If you want to check, modify, or delete the Mozilla Root Certificate you can access it at any time via:
# Open Edit -> Preferences -> Advanced or Open Tools -> Options -> Advanced
# Certificates -> Manage Certificates
# Authorities
# The Mozilla certificate is called Mozilla Root CA (Scroll down to 'R'!)
# Here you can View, Edit and Delete it.
= Apple Safari =
To add the Mozilla Root Certificate to Apple Safari, we need to use the Keychain Access application which is shipped with Mac OS X.
To install the certificate system-wide, you need to follow these steps:
# Go to the Mozilla Root Certificate website: https://www.mozilla.com/certs/mozilla-root.crt
# Click on 'Root Certificate (PEM Format)'. It will be downloaded to your desktop (or where ever you have selected).
# Double-click on the 'mozilla-root.crt' file. The Keychain Access application will be launched.
# To check the certificate, click on the 'View Certificates' button on the left side of the dialog. A dialog with information about the certificate will pop up. Make sure the SHA1/MD5 fingerprints match.
# Select 'X509Anchors' from the 'Keychain' dropdownlist and press 'OK'.
# You will be asked to authenticate yourself. After that, the certificate will be installed system-wide.
= Opera Web Browswer =
This applies to 8.02 Linux, not sure about 6.x or 7.x
# Go to the Mozilla Root Certificate website: https://www.mozilla.com/certs/mozilla-root.crt
# Click on 'Root Certificate (PEM Format)'
# Choose 'View'
# Check 'Allow connections to sites using this certificate'
# If desired, uncheck 'Warn me before using this certificate'
There seems to be an occasional problem getting the certification to pass on Opera 8.5 in Windows. Here is the workaround:
# Make sure cache is cleared.
# Attempt to get cert. via Opera ID'ing.
# Attempt to get while ID'ing as IE 6.0 (in Opera).
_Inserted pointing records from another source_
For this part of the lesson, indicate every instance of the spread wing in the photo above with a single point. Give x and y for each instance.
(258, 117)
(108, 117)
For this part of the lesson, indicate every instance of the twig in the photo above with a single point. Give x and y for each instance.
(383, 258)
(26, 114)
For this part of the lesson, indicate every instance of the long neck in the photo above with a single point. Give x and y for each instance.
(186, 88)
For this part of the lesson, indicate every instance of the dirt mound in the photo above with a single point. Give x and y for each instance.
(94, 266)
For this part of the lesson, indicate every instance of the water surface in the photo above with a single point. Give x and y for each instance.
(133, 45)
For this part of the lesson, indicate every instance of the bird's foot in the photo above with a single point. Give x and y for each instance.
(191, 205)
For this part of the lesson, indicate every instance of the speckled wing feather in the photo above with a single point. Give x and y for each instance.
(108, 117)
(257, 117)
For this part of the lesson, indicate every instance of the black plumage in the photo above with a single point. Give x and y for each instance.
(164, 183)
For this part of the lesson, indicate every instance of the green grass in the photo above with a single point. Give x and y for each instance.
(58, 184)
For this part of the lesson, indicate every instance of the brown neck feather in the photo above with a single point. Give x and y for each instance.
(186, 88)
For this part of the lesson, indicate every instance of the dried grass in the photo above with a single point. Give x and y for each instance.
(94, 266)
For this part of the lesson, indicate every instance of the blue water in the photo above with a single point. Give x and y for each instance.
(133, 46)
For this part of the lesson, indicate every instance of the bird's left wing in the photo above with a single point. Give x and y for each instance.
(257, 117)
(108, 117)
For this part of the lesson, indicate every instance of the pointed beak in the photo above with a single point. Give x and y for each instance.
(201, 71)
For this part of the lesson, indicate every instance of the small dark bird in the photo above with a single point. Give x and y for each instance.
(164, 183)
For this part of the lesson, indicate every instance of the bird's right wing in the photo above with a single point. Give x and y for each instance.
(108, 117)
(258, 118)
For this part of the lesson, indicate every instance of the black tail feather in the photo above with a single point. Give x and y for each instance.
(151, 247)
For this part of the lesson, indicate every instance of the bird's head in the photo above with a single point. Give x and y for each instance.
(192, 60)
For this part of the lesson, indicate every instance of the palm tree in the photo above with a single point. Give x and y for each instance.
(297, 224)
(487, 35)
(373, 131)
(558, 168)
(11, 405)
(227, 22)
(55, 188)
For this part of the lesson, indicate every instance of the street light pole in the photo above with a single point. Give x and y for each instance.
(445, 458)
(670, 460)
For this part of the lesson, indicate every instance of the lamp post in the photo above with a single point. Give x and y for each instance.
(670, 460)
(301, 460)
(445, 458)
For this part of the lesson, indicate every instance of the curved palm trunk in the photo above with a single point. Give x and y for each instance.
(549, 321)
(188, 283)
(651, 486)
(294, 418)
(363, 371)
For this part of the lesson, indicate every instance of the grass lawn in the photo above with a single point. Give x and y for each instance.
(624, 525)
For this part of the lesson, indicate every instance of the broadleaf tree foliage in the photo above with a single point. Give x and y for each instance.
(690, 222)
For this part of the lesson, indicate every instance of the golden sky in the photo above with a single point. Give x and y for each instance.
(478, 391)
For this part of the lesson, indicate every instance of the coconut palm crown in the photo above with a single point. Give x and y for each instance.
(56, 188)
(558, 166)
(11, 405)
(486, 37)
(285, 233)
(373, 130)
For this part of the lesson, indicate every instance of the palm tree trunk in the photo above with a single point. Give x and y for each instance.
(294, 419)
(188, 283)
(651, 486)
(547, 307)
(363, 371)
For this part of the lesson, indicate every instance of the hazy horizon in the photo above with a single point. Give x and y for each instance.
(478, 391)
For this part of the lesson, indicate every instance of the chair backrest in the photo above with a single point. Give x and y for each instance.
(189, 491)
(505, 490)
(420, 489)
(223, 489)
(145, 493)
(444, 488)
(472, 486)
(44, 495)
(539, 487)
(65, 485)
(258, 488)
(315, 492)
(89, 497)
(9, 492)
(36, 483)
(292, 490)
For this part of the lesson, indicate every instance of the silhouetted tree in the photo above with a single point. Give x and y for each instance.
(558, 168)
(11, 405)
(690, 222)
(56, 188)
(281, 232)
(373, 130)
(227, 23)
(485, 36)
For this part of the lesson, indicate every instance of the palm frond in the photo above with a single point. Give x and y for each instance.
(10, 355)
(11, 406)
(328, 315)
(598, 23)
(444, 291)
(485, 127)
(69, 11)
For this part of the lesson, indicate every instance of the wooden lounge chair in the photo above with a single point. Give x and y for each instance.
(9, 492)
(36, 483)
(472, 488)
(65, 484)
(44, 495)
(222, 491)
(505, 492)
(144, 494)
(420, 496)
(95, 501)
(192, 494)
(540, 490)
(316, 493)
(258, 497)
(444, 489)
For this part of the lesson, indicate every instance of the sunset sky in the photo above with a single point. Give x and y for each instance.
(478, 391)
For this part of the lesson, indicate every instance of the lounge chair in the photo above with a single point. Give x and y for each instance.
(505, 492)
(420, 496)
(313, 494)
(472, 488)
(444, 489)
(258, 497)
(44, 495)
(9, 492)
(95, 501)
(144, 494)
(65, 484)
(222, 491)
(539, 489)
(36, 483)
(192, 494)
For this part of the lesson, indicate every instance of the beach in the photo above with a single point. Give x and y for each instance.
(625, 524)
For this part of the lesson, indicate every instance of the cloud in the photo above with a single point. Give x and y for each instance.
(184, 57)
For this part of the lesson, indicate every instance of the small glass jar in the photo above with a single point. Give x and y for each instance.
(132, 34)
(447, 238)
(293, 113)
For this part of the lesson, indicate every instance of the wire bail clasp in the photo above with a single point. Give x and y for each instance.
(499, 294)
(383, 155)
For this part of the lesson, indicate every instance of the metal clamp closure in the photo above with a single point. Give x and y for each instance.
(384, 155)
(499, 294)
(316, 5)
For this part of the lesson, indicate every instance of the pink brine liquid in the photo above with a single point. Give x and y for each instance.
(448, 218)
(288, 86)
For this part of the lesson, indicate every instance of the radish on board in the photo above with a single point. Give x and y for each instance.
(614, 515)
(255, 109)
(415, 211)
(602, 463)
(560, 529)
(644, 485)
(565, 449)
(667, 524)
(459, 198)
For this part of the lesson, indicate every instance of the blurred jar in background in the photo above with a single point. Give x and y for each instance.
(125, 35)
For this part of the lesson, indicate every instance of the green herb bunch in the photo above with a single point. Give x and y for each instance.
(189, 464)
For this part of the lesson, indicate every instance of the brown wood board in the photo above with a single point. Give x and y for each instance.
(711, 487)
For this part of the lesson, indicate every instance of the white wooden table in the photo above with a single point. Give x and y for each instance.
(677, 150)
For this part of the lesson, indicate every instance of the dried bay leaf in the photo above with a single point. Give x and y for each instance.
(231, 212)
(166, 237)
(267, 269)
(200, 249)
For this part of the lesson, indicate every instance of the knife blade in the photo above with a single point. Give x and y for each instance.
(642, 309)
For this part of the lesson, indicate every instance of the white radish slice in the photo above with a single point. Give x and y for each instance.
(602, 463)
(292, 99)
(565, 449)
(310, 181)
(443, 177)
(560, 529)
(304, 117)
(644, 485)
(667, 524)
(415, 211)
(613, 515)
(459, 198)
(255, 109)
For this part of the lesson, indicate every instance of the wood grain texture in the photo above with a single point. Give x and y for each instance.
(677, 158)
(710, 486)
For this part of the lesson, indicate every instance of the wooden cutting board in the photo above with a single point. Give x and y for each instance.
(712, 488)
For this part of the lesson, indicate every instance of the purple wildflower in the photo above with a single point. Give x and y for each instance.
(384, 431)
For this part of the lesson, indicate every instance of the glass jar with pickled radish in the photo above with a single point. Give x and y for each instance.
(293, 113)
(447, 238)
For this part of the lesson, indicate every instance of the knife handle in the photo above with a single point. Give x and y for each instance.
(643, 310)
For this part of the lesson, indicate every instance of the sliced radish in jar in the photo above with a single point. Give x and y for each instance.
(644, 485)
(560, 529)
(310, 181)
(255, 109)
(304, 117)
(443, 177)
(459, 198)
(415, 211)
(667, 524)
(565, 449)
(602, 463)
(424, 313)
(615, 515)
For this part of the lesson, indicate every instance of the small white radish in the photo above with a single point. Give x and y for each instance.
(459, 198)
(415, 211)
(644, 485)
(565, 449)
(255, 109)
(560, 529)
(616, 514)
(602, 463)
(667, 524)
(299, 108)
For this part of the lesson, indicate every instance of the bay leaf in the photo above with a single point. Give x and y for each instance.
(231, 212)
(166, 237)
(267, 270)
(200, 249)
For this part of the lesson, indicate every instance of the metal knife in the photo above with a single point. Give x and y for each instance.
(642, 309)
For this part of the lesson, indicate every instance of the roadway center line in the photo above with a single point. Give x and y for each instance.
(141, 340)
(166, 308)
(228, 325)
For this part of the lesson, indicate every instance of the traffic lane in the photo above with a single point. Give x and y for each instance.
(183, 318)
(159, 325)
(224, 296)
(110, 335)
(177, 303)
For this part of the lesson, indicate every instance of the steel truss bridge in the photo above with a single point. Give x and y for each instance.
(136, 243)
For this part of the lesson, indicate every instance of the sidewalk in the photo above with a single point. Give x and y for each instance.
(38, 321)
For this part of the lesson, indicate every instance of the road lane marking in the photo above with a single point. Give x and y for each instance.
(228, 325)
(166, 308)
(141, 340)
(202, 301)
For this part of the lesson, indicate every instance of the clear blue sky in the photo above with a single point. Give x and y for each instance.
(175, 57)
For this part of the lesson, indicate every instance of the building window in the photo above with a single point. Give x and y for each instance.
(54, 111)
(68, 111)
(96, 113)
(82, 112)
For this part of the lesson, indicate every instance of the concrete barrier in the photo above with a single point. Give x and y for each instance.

# Attempt to get while ID'ing as Opera again. This time, cert. should pass through.
It seems there is something about the caching where it wants both IE and Opera set at the same time before it will let the Opera cert. go through. Odd, but it works.
= Microsoft Internet Explorer =
You have two possibilities using Microsoft Internet Explorer (IE6, IE7.) One is to automatically install it using ActiveX and one is to manually import it.
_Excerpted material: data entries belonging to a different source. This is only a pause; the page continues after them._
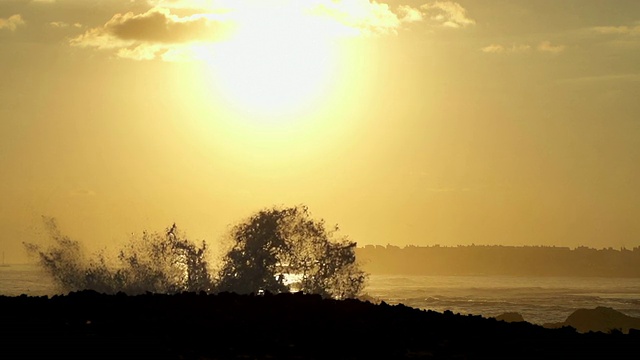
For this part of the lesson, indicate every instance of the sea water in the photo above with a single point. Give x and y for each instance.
(539, 299)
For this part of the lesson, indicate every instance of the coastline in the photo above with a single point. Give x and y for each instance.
(88, 325)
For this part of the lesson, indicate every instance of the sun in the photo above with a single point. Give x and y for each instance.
(274, 65)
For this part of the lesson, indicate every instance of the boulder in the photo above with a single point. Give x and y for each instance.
(602, 319)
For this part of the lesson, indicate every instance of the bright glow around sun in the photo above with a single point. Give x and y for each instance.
(279, 61)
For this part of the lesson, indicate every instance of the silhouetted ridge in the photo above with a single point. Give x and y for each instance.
(89, 325)
(500, 260)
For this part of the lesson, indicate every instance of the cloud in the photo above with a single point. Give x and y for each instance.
(546, 46)
(543, 47)
(448, 14)
(161, 33)
(155, 26)
(361, 16)
(602, 78)
(617, 30)
(82, 192)
(513, 49)
(12, 22)
(62, 25)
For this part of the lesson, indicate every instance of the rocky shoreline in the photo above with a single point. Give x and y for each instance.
(89, 325)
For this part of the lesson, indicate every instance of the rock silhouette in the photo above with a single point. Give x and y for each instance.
(510, 317)
(601, 319)
(89, 325)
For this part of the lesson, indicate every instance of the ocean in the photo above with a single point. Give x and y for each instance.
(539, 299)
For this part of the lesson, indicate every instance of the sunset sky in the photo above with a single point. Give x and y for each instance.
(405, 122)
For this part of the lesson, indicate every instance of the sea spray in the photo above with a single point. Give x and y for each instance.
(155, 262)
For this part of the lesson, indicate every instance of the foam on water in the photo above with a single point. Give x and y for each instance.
(539, 299)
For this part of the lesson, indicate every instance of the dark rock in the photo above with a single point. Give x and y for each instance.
(510, 317)
(88, 325)
(602, 319)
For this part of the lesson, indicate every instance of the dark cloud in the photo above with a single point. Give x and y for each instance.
(160, 26)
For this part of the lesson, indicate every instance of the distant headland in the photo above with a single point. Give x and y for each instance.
(500, 260)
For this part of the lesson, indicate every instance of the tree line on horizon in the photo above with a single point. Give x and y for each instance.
(500, 260)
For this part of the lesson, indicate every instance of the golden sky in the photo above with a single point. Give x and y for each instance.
(405, 122)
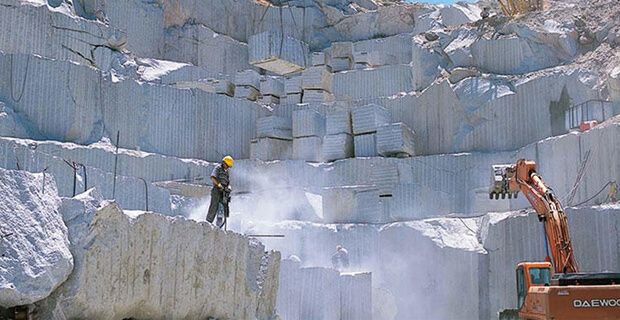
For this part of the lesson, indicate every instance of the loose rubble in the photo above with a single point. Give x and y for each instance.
(370, 124)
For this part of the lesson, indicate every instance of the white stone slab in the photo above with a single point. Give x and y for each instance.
(317, 78)
(395, 139)
(109, 234)
(292, 84)
(269, 100)
(277, 52)
(340, 64)
(338, 146)
(247, 92)
(316, 96)
(291, 98)
(248, 77)
(208, 85)
(35, 246)
(318, 58)
(308, 149)
(365, 145)
(342, 50)
(307, 122)
(338, 121)
(272, 86)
(366, 119)
(268, 149)
(356, 296)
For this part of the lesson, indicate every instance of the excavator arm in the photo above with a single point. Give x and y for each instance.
(523, 177)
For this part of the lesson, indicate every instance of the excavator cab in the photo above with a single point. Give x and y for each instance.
(531, 274)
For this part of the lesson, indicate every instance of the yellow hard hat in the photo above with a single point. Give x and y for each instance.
(229, 161)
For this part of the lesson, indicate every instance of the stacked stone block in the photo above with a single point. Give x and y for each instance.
(317, 84)
(277, 52)
(247, 84)
(272, 89)
(341, 56)
(366, 121)
(274, 139)
(224, 87)
(338, 142)
(308, 132)
(292, 89)
(395, 139)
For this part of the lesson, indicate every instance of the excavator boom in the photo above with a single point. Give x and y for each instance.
(523, 177)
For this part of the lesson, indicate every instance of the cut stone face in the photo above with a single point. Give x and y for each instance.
(367, 119)
(126, 237)
(278, 52)
(35, 246)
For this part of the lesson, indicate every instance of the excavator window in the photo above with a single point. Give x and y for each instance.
(520, 286)
(540, 276)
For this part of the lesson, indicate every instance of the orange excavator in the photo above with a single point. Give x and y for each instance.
(554, 289)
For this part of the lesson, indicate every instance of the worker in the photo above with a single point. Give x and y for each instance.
(221, 184)
(612, 196)
(486, 12)
(340, 259)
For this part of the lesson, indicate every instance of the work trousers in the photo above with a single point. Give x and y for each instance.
(216, 198)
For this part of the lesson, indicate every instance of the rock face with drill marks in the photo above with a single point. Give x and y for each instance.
(144, 265)
(34, 248)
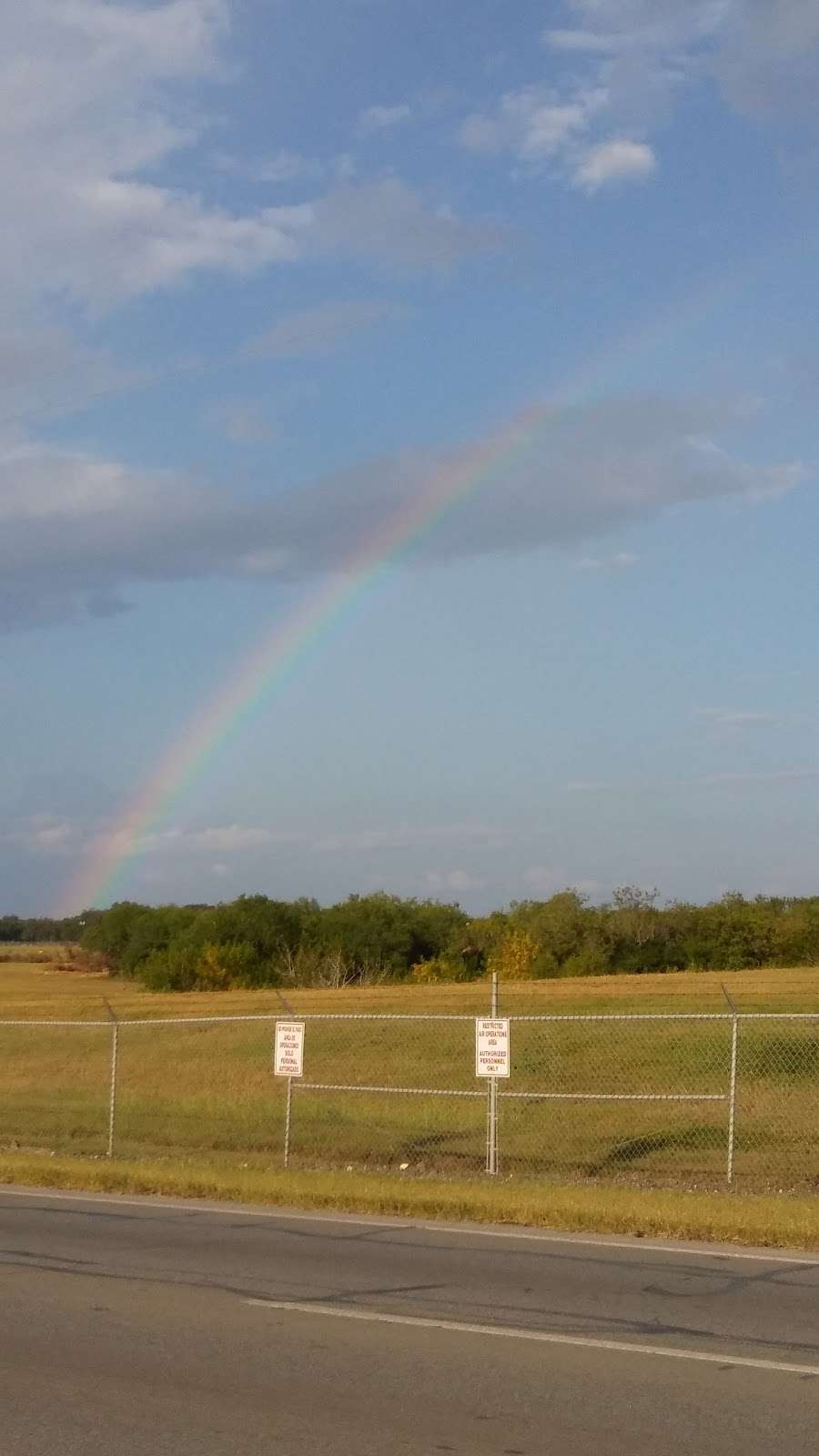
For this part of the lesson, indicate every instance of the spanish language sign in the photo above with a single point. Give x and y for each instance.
(491, 1047)
(288, 1056)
== Installation using ActiveX (for a single user) ==
# Go to the Mozilla Root Certificate website: https://www.mozilla.com/certs/mozilla-root.crt
# Click on 'Click here if you want to import the root certificate into Microsoft Internet Explorer'.
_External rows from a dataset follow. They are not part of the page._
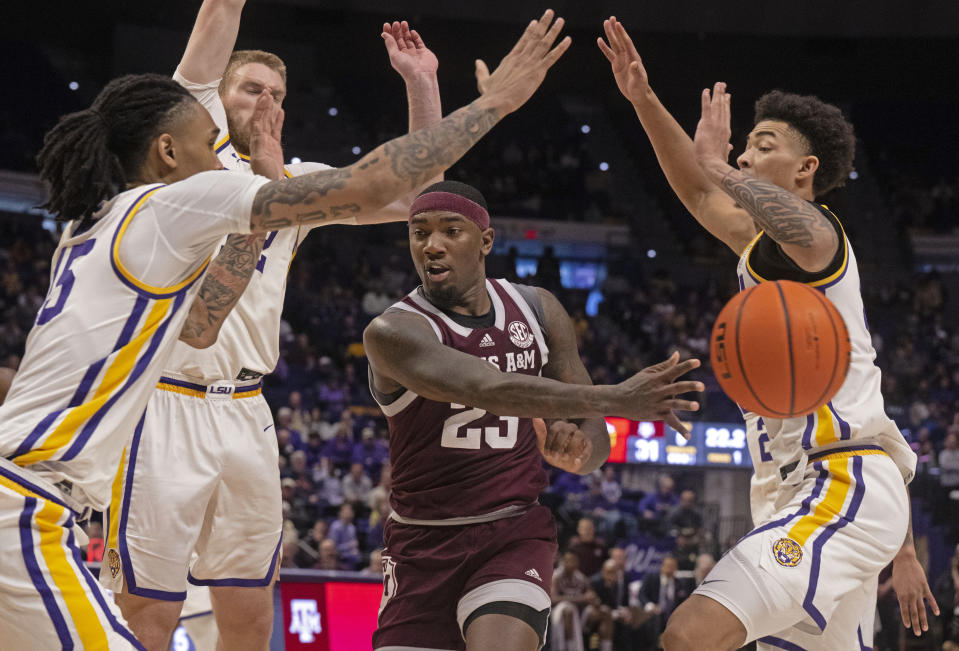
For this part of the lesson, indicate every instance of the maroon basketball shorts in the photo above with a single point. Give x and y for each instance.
(435, 577)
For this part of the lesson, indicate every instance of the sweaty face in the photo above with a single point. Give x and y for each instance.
(194, 136)
(239, 99)
(448, 252)
(775, 152)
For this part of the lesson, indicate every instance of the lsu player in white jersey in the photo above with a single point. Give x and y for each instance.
(828, 496)
(222, 520)
(146, 216)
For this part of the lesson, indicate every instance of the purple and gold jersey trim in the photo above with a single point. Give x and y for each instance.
(128, 278)
(203, 390)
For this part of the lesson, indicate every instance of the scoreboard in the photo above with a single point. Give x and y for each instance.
(713, 445)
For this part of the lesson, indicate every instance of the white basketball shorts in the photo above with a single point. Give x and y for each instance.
(197, 495)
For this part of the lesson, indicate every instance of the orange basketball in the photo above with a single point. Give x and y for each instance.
(780, 349)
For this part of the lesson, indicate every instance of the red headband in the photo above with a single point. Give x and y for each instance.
(454, 203)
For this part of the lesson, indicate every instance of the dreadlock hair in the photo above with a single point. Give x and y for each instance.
(829, 134)
(243, 57)
(91, 155)
(462, 189)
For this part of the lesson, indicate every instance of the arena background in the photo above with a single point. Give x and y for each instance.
(571, 171)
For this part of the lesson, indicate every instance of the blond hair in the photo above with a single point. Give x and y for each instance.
(243, 57)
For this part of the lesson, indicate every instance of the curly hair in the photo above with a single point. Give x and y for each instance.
(825, 128)
(93, 154)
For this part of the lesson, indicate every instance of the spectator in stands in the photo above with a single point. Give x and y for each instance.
(299, 417)
(284, 420)
(656, 507)
(569, 594)
(357, 487)
(329, 488)
(371, 452)
(314, 448)
(660, 595)
(339, 449)
(608, 615)
(590, 550)
(686, 515)
(343, 535)
(329, 558)
(949, 460)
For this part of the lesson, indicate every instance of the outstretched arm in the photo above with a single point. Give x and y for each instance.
(417, 65)
(803, 232)
(223, 284)
(711, 207)
(581, 445)
(404, 352)
(211, 41)
(391, 170)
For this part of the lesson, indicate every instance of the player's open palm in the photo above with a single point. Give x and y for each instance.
(266, 150)
(522, 71)
(713, 131)
(651, 393)
(625, 61)
(562, 444)
(409, 55)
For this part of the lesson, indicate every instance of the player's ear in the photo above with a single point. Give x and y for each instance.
(164, 148)
(487, 237)
(808, 166)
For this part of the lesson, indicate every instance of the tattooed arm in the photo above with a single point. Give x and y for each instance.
(711, 207)
(395, 168)
(803, 232)
(225, 280)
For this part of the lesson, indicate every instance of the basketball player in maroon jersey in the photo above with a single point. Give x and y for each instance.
(460, 367)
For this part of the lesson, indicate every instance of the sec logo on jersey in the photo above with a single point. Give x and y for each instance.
(519, 334)
(787, 552)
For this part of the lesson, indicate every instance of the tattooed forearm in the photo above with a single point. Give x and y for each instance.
(379, 178)
(224, 283)
(787, 218)
(421, 155)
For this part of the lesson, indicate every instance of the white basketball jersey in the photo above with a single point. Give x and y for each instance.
(249, 341)
(856, 414)
(119, 294)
# Verify SHA1/MD5 fingerprints.
# Click on YES .
''Note: This procedure only adds the Mozilla Root Certificate to the current user! If you have multiple user accounts have a look at the next section.''
== Manual Installation (for a single user) ==
If you want to install the Mozilla Root Certificate manually into Internet Explorer do the following:
# Go to the CAcert Root Certificate website: https://www.mozilla.com/certs/mozilla-root.crt
# Download the 'Root Certificate' (choose either DER or PEM Format - it doesn't matter)
# Open the Windows Key Store: View -> Tools -> Internet Options -> Content -> Personal -> Certificates
# Import the Certificate you downloaded
''Note: This procedure only adds the Mozilla Root Certificate to the current user! If you have multiple user accounts have a look at the next section.''
== Import into Microsoft Windows for multiple users ==
If you have more than one account on your computer you don't want to install the Mozilla Root Certificate for every single user. Therefore you can manually import the Mozilla Root Certificates into the Local Machine Store.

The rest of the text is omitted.